Social Justice Sunday will be celebrated throughout the Church in Australia this Sunday, September 29th.

Earlier this month, Australia’s Catholic bishops launched a major social justice statement on digital communications, calling on all levels of society to overcome the hatred, division and exploitation that occurs online.

The bishops say government, business and the broader community need to be more proactive in defending the dignity of people and all must work together to make the digital world a place of genuine human encounter.

This year’s Social Justice Statement, Making it Real: Genuine human encounter in our digital world, invites people to reflect on how the internet has changed the way they communicate, work, learn and do business – and how to contribute to a more just digital world.

Writing in the statement’s foreword, Bishop Terry Brady, the Bishop Delegate for Social Justice, said that while the digital world enabled people to be more connected than ever before, it could sadly also be a place of manipulation, exploitation and violence.

“We can choose how we behave online, and we can collectively shape the online world, building a more just and loving online neighbourhood,” Bishop Brady said.

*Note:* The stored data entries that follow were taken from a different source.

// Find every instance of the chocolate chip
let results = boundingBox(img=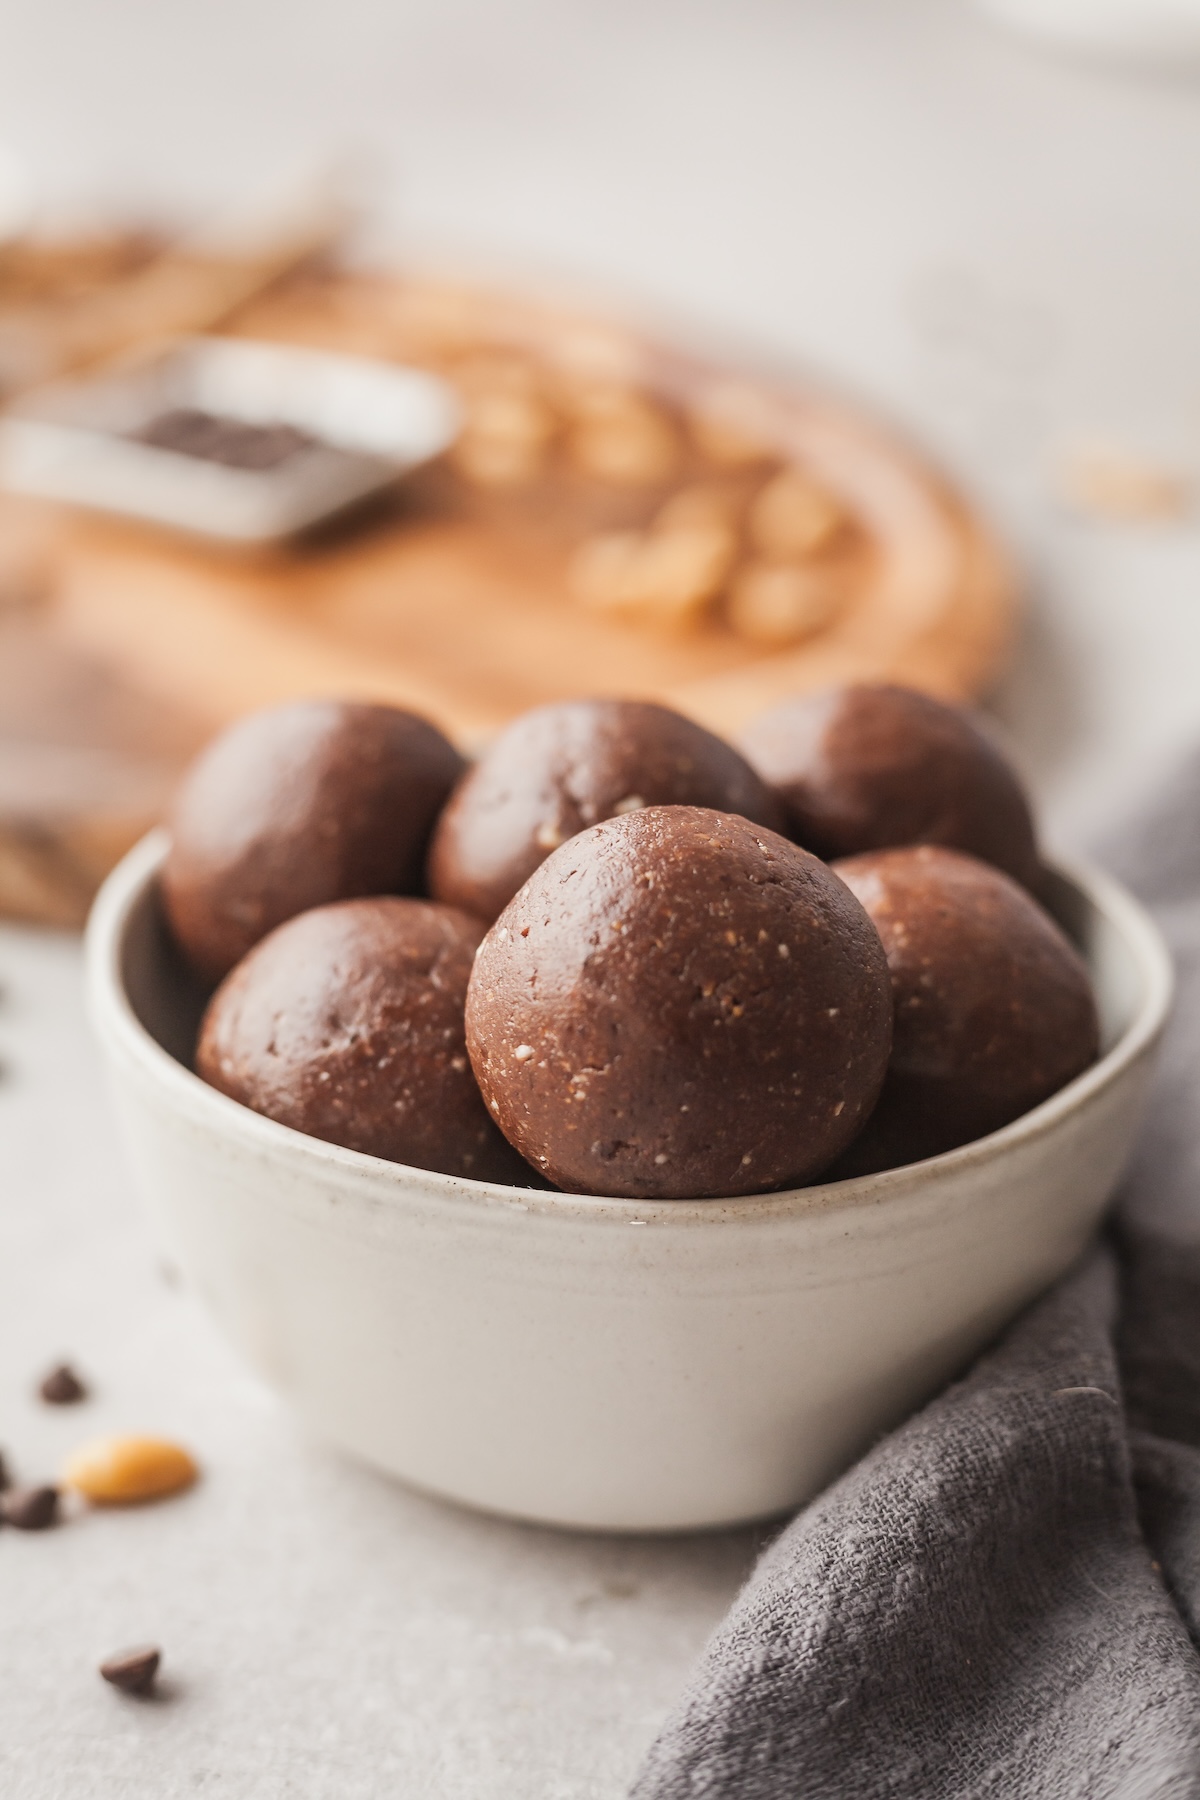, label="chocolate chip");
[39,1363,88,1405]
[2,1485,59,1530]
[99,1646,161,1696]
[133,407,315,470]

“It is becoming increasingly clear that digital platforms require wise governance and that international cooperation is required to achieve this. The common good requires intervention rather than leaving digital platforms to govern themselves.”

making it real

The Social Justice Statement notes that Pope Francis has often spoken of the great potential for “genuine human encounter” online, but he has also warned of elements of the digital world that are harmful: information overload, social isolation, marginalisation of the vulnerable, consumerism and fake news.

“Far too often, the digital world has become a place of hatred. Digital technologies, especially social media, provide a perfect platform for a range of behaviours that are offensive to human dignity,” Bishop Brady said.

“This is our digital common home, and the principles we find in Catholic Social Teaching and the words of Pope Francis can help guide us to a more just digital space.”